| | [you lost yourself tonight]I sit, and I wait, and I listen to what he's saying, every word... word for word. He's talking about forgiveness. "To restore a damaged relationship, choose reconciliation." Discussing that to forgive someone, you really have to wish them well, if you don't then you're basically hopeing for the worse to happen self-consciously (not so true with me). It's not about solving and fixing the past, it's just about moving forward, moving past the past. But here's where he lost me. "Whether you've been hurt or if you've done the hurting, it's your responsibility to make the first move towards reconciliaton." Okay, that's one thing... but what about when you have already done that? Personally, I always make the first move, either way (or at least it seems like it's always me to give in first) because, I hate the empty silences.
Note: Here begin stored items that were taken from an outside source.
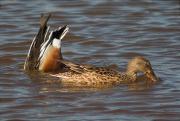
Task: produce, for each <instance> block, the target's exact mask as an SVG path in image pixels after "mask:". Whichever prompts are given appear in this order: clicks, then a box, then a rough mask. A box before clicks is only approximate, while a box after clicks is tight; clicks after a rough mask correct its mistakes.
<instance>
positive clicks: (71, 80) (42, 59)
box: [24, 14, 158, 86]
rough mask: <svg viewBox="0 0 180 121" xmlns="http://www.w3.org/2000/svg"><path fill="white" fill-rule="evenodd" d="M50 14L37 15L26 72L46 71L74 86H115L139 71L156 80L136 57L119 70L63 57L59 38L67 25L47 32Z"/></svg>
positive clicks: (151, 69) (125, 79) (64, 29)
mask: <svg viewBox="0 0 180 121" xmlns="http://www.w3.org/2000/svg"><path fill="white" fill-rule="evenodd" d="M50 16H51V15H50V14H49V15H48V16H47V17H46V16H44V15H42V16H41V18H40V29H39V32H38V34H37V35H36V36H35V38H34V39H33V41H32V43H31V46H30V49H29V52H28V55H27V58H26V61H25V64H24V69H25V70H26V71H42V72H47V73H49V74H50V75H51V76H55V77H58V78H60V80H61V81H62V82H63V83H71V84H74V85H86V86H91V85H93V86H97V85H104V84H106V85H118V84H121V83H126V82H135V81H136V80H137V79H138V73H139V72H141V73H143V74H144V75H145V76H146V77H147V78H148V79H149V80H150V81H151V82H157V81H158V78H157V77H156V75H155V73H154V72H153V69H152V67H151V64H150V62H149V61H148V59H146V58H144V57H142V56H137V57H135V58H133V59H132V60H130V61H129V63H128V66H127V70H126V72H119V71H118V70H116V69H113V68H111V67H95V66H92V65H81V64H76V63H73V62H70V61H67V60H64V59H63V57H62V54H61V40H62V39H63V37H64V36H65V35H66V34H67V32H68V30H69V28H68V27H67V26H64V27H59V28H58V29H57V30H54V31H51V32H50V30H49V29H50V27H49V26H47V21H48V20H49V18H50Z"/></svg>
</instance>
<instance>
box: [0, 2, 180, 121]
mask: <svg viewBox="0 0 180 121" xmlns="http://www.w3.org/2000/svg"><path fill="white" fill-rule="evenodd" d="M48 12H51V13H52V14H53V15H52V18H51V19H50V21H49V24H50V25H51V26H52V28H55V27H57V26H60V25H64V24H67V25H69V26H70V33H69V34H68V35H67V36H66V38H65V40H64V41H63V48H62V49H63V55H64V57H65V58H67V59H69V60H72V61H74V62H78V63H86V64H94V65H97V66H103V65H108V64H117V65H118V66H119V67H120V68H125V65H126V64H127V62H128V60H129V59H130V58H132V57H133V56H135V55H143V56H146V57H147V58H149V59H150V61H151V63H152V65H153V68H154V70H155V72H156V73H157V75H158V76H159V77H161V79H162V81H161V82H160V83H158V84H156V85H153V86H150V87H143V86H138V85H131V86H125V85H124V86H119V87H115V88H108V89H76V88H64V87H62V86H61V84H59V83H56V82H53V83H45V82H43V81H42V80H41V79H40V77H38V76H36V78H35V79H33V78H32V77H30V76H28V74H26V73H25V72H24V71H23V69H22V68H23V62H24V60H25V57H26V54H27V51H28V48H29V46H30V43H31V40H32V38H33V37H34V36H35V34H36V33H37V31H38V27H39V25H38V24H39V17H40V14H41V13H48ZM0 119H1V120H11V121H12V120H49V121H55V120H57V121H59V120H69V121H70V120H71V121H76V120H82V121H85V120H87V121H90V120H98V121H99V120H102V121H110V120H112V121H122V120H125V121H180V2H179V0H166V1H165V0H164V1H163V0H139V1H136V0H126V1H125V0H111V1H110V0H89V1H86V0H64V1H63V0H44V1H40V0H37V1H33V2H32V1H23V0H1V1H0Z"/></svg>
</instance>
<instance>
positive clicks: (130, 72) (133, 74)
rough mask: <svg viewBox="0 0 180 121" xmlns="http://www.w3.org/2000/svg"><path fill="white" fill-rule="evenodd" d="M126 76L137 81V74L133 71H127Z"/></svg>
mask: <svg viewBox="0 0 180 121" xmlns="http://www.w3.org/2000/svg"><path fill="white" fill-rule="evenodd" d="M126 74H127V75H128V76H129V77H130V78H131V79H132V81H135V80H136V79H137V73H136V72H135V71H134V70H132V69H129V68H128V69H127V71H126Z"/></svg>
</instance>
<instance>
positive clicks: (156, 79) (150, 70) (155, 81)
mask: <svg viewBox="0 0 180 121" xmlns="http://www.w3.org/2000/svg"><path fill="white" fill-rule="evenodd" d="M146 76H147V77H148V78H149V79H150V80H151V81H153V82H157V81H158V78H157V76H156V75H155V73H154V71H153V70H152V69H150V70H149V71H147V72H146Z"/></svg>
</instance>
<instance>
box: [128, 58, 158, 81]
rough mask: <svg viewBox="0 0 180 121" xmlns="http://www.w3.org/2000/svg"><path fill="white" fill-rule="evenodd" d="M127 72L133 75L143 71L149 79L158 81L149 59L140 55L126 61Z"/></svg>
mask: <svg viewBox="0 0 180 121" xmlns="http://www.w3.org/2000/svg"><path fill="white" fill-rule="evenodd" d="M127 73H128V74H132V75H134V76H136V75H137V73H143V74H145V76H146V77H147V78H149V79H150V80H151V81H153V82H157V81H158V78H157V77H156V75H155V73H154V71H153V69H152V67H151V64H150V62H149V60H148V59H146V58H144V57H142V56H137V57H135V58H133V59H132V60H131V61H130V62H129V63H128V67H127Z"/></svg>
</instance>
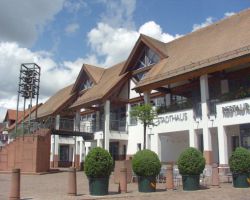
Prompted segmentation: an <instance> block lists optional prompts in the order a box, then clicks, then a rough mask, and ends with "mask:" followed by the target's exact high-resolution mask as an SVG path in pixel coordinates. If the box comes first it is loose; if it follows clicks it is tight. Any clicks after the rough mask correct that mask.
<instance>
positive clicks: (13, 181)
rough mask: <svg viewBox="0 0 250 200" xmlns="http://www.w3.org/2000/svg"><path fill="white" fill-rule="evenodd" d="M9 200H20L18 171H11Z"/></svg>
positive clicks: (19, 178) (19, 173) (19, 170)
mask: <svg viewBox="0 0 250 200" xmlns="http://www.w3.org/2000/svg"><path fill="white" fill-rule="evenodd" d="M9 199H10V200H20V169H13V170H12V176H11V189H10V196H9Z"/></svg>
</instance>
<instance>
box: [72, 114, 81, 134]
mask: <svg viewBox="0 0 250 200" xmlns="http://www.w3.org/2000/svg"><path fill="white" fill-rule="evenodd" d="M80 123H81V114H80V110H78V111H76V114H75V124H74V126H75V131H77V132H79V131H80Z"/></svg>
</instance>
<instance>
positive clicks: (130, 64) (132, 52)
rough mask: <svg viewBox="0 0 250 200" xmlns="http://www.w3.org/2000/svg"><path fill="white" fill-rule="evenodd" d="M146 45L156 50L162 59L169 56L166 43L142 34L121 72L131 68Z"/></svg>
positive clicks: (121, 72)
mask: <svg viewBox="0 0 250 200" xmlns="http://www.w3.org/2000/svg"><path fill="white" fill-rule="evenodd" d="M144 46H147V47H149V48H151V49H152V50H154V51H155V53H157V54H158V55H159V57H160V58H161V59H164V58H166V57H168V55H167V49H166V45H165V43H163V42H161V41H159V40H156V39H154V38H151V37H149V36H146V35H143V34H141V35H140V37H139V38H138V40H137V42H136V43H135V46H134V48H133V49H132V51H131V53H130V55H129V57H128V59H127V61H126V63H125V64H124V66H123V69H122V71H121V74H123V73H125V72H126V71H127V70H128V69H129V67H130V66H131V64H132V63H134V62H135V61H136V60H137V59H138V55H139V54H140V53H141V51H142V49H143V47H144Z"/></svg>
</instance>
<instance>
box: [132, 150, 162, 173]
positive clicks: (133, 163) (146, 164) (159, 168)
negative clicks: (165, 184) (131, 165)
mask: <svg viewBox="0 0 250 200" xmlns="http://www.w3.org/2000/svg"><path fill="white" fill-rule="evenodd" d="M132 167H133V171H134V172H135V174H136V175H137V176H144V177H148V176H156V175H158V174H159V173H160V170H161V162H160V160H159V158H158V156H157V154H156V153H155V152H153V151H150V150H148V149H145V150H142V151H138V152H137V153H136V154H135V155H134V157H133V160H132Z"/></svg>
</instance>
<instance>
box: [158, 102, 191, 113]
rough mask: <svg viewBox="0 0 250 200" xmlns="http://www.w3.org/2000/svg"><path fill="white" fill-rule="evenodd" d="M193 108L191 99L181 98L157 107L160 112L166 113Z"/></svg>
mask: <svg viewBox="0 0 250 200" xmlns="http://www.w3.org/2000/svg"><path fill="white" fill-rule="evenodd" d="M189 108H192V102H191V101H190V100H186V99H185V100H179V101H176V102H174V103H172V104H171V105H169V106H158V107H157V108H156V111H157V113H158V114H164V113H167V112H174V111H178V110H184V109H189Z"/></svg>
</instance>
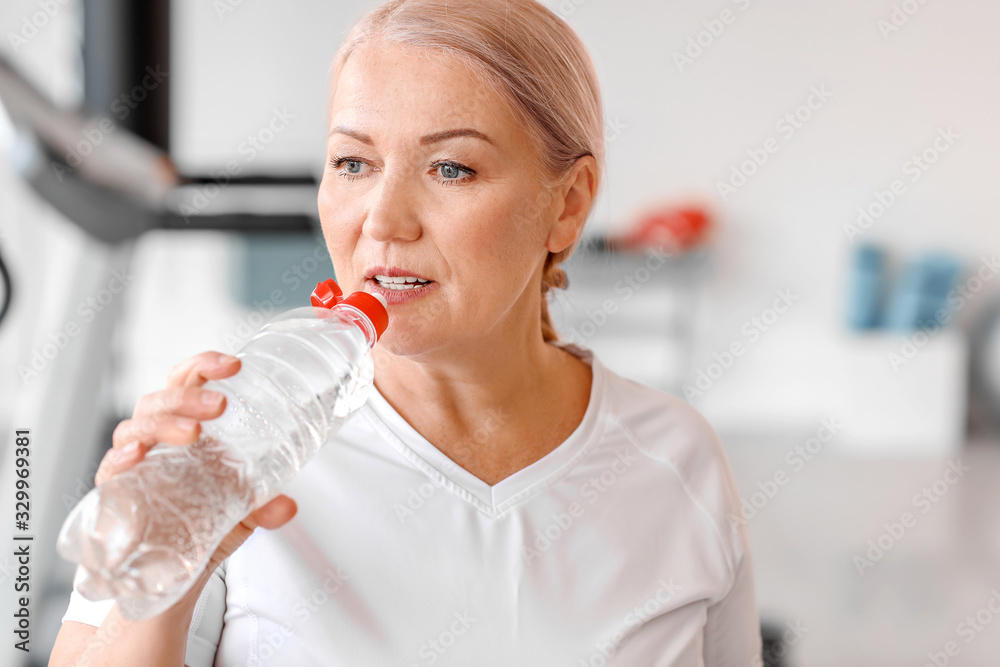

The ackward feelings between the two.. it's something I personally, cannot stand.
So... What now? Where do you go now? If I've tryed again and again to forgive you. To move past it. To wish you well. But you insist on making things harder and harder.... I've done all I can. Yet I feel... hurt, pain, all the feelings as if I never had done anything at all are still there. Then isn't it worthless? To stand up? To try and fix it? This broken friendship shatters me to this day and you don't care.
But he said something else. One more thing... Basically:: no matter how much you think you're over it, theres still if nothing else a tiny flame burning inside both of you that will never completely die. Is that true? For you, do you still feel it? When you think about me or see me do you regret what you did to me, or want to say something but your pride is so big that it keeps you from doing it?